A woman draws the curtains at a shelter for foreign domestic workers fleeing employer abuse in Dora, Lebanon, on March 15, 2010. Cynthia Karam / Reuters

In our ongoing series of responses to “My Family’s Slave,” we’ve heard from a number of readers who saw aspects of their own lives in Eudocia “Lola” Pulido’s situation, as well as some who recognized her story in arrangements made by their own families. Another reader, Dina, affirms:

The kind of “slavery” the author narrated is not news to me. Even nowadays, if you are poor here in the Philippines, enslaving oneself in another person or family’s household is very common, especially for poor people from the province who are uneducated and have no other skills but to do household chores. But what would be uncommon in this story is the maltreatment and the lack of remuneration for decades. In the Philippine setting, such practice is so backward and it is shocking to know it happened in the 20th century in an educated family residing in the world of the free.

Lola represents modern-day Filipino slaves—the overseas foreign workers who would work as domestic helpers, mostly in Asian countries like Singapore, Hong Kong, Taiwan, and the Middle East.  Some of these women would themselves be mothers sacrificing to leave their small children behind under the care of others (sometimes strangers) so they would be able to give them their basic material needs. Unlike Lola, they are paid but some would experience the same abuse, verbal or physical sometimes both. There could be multiple horror stories published about these women, and it would not be limited to Filipinas only.

Ai-Jen Poo, director of the National Domestic Workers Alliance, told the stories of women enslaved in homes across America in her own essay “Lola Wasn’t Alone.” And Alice Su, who has spent several months reporting on migrant domestic labor in the Middle East, covered several more. From Alice:

Jordan has about 50,000 migrant domestic workers, of whom the largest subgroup are from the Philippines. Lebanon had nearly 170,000 registered domestic migrants in 2016. Most of them—about 105,000—are from Ethiopia, but Filipinas are the second-biggest group, at roughly 18,300.

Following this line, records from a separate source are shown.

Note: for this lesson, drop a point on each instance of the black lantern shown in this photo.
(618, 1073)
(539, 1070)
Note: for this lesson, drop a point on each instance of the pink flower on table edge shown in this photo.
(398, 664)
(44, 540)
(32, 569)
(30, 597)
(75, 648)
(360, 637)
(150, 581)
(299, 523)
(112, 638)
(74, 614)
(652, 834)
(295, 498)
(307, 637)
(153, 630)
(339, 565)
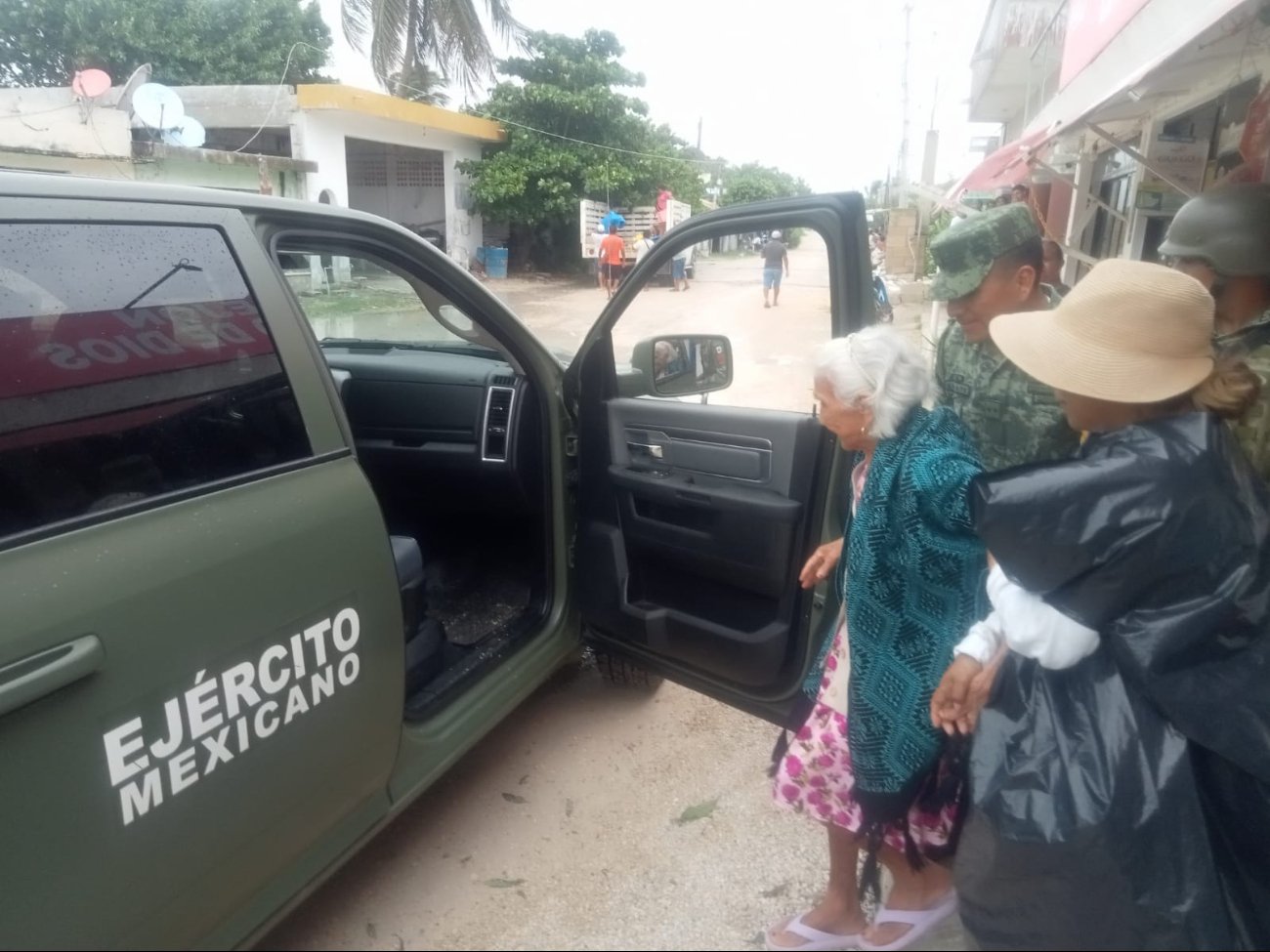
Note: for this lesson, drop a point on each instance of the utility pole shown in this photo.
(902, 177)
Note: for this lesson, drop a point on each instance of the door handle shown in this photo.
(655, 449)
(49, 671)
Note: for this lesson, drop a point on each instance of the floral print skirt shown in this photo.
(816, 777)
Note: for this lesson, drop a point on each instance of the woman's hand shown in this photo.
(949, 703)
(963, 692)
(821, 563)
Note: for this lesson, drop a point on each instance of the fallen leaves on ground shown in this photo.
(699, 811)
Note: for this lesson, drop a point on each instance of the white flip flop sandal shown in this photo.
(817, 940)
(919, 922)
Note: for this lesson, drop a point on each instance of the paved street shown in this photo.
(604, 817)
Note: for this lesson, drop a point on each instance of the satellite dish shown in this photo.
(90, 83)
(157, 106)
(190, 134)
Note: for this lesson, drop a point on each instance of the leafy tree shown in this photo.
(422, 85)
(401, 34)
(194, 42)
(571, 135)
(758, 183)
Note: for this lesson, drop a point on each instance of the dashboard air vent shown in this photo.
(498, 418)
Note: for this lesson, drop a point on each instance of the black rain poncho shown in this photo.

In Lebanon, migrant domestic workers are specifically excluded from labor laws, which means they have no legal guarantee for basic rights like a minimum wage and maximum work hours or days off, and nowhere to appeal when they are verbally or physically abused. Their work contracts require that they live in their employers’ homes. When abuse happens, they have nowhere to go.

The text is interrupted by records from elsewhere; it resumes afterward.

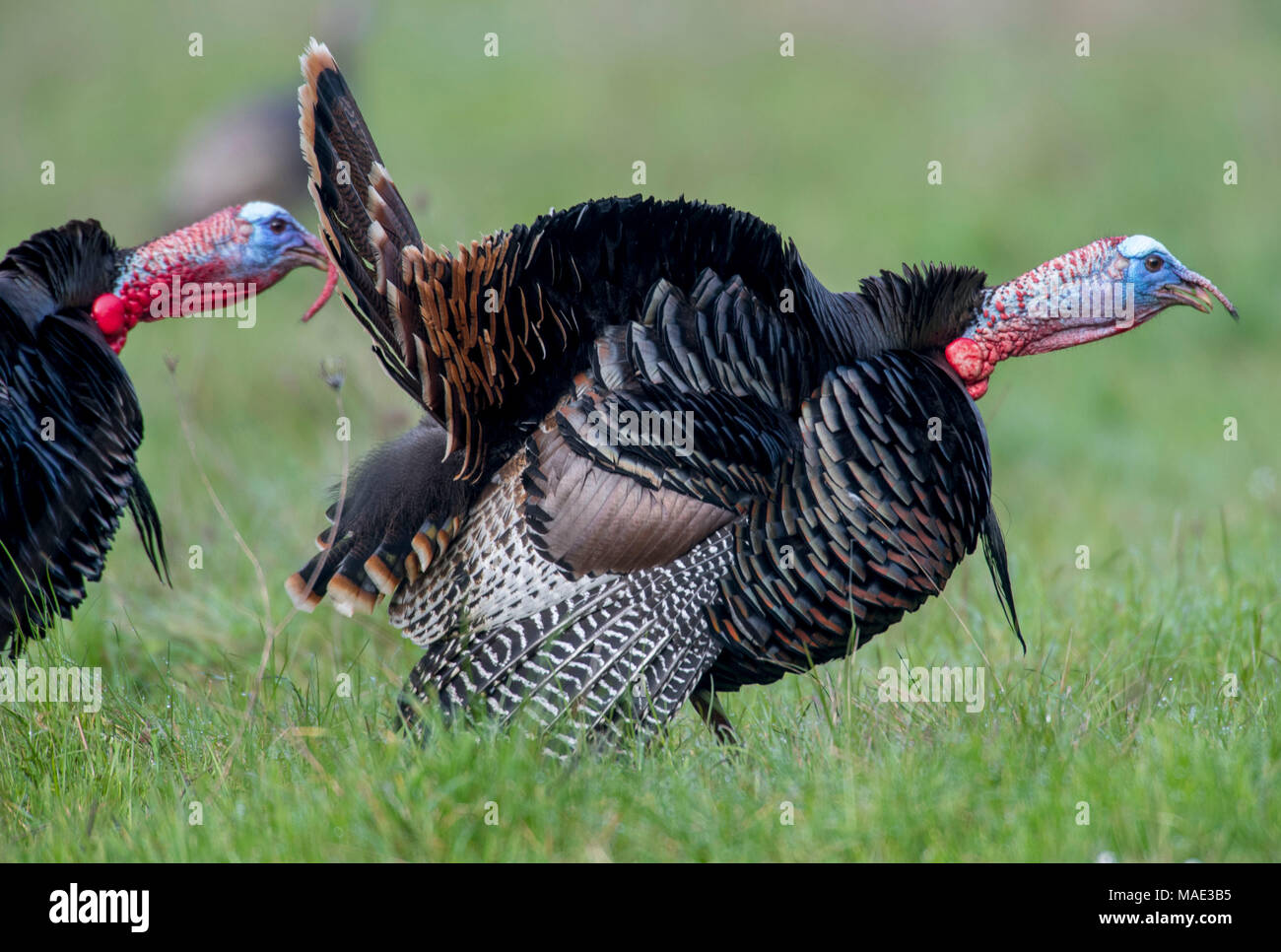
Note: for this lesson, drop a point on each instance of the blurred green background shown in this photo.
(1117, 446)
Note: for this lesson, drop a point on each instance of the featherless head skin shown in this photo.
(218, 261)
(1105, 289)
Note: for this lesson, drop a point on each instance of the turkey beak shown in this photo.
(308, 254)
(1195, 291)
(312, 254)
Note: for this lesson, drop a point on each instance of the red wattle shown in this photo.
(966, 358)
(109, 314)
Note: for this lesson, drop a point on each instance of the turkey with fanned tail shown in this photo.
(660, 457)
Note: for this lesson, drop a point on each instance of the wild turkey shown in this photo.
(550, 559)
(69, 419)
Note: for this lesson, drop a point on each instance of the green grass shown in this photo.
(1118, 446)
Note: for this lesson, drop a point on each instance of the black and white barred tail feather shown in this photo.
(811, 505)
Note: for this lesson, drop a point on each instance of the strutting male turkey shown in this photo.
(69, 419)
(823, 470)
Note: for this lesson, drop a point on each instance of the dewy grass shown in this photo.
(1140, 725)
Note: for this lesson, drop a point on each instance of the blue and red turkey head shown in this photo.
(69, 419)
(836, 469)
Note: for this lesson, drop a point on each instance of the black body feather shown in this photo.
(834, 472)
(69, 431)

For Ihab, a reader from Lebanon, these articles hit close to home:

Alex Tizon’s essay on Lola was one of the most powerful, personal reads I’ve had in recent memory. I immediately asked the rest of my family to read it—hoping that, like me, they would make the connection between Lola and the domestic workers in our home country of Lebanon. Then, The Atlantic published Alice Su’s piece making that connection explicit.

The problems with Lebanon’s migrant domestic worker industry are well documented, and I wanted to share my personal experiences with it. I wish I could offer more of the victim’s perspective, but can only reflect on my own role and, like Tizon showed, on how cowardice can take over when facing shame in your own family.

Kohei Hara / Getty

Randy Ribay writes:

In what I believe is the first photograph of me that exists, there is a woman standing behind me who is neither my mother nor my lola (with whom I lived with for the first year of my life). Instead it was a woman casually referred to as the “maid.” In my visits to the Philippines over the years, I had noticed many such “maids.” These women were all but invisible. I was told that these were the poorest of the poor, those from far-flung provinces who had so little that they moved to the cities to clean, cook, launder, and care for the slightly less poor for the sake of survival, for the sake of sending something back to their families so that their children might have more someday.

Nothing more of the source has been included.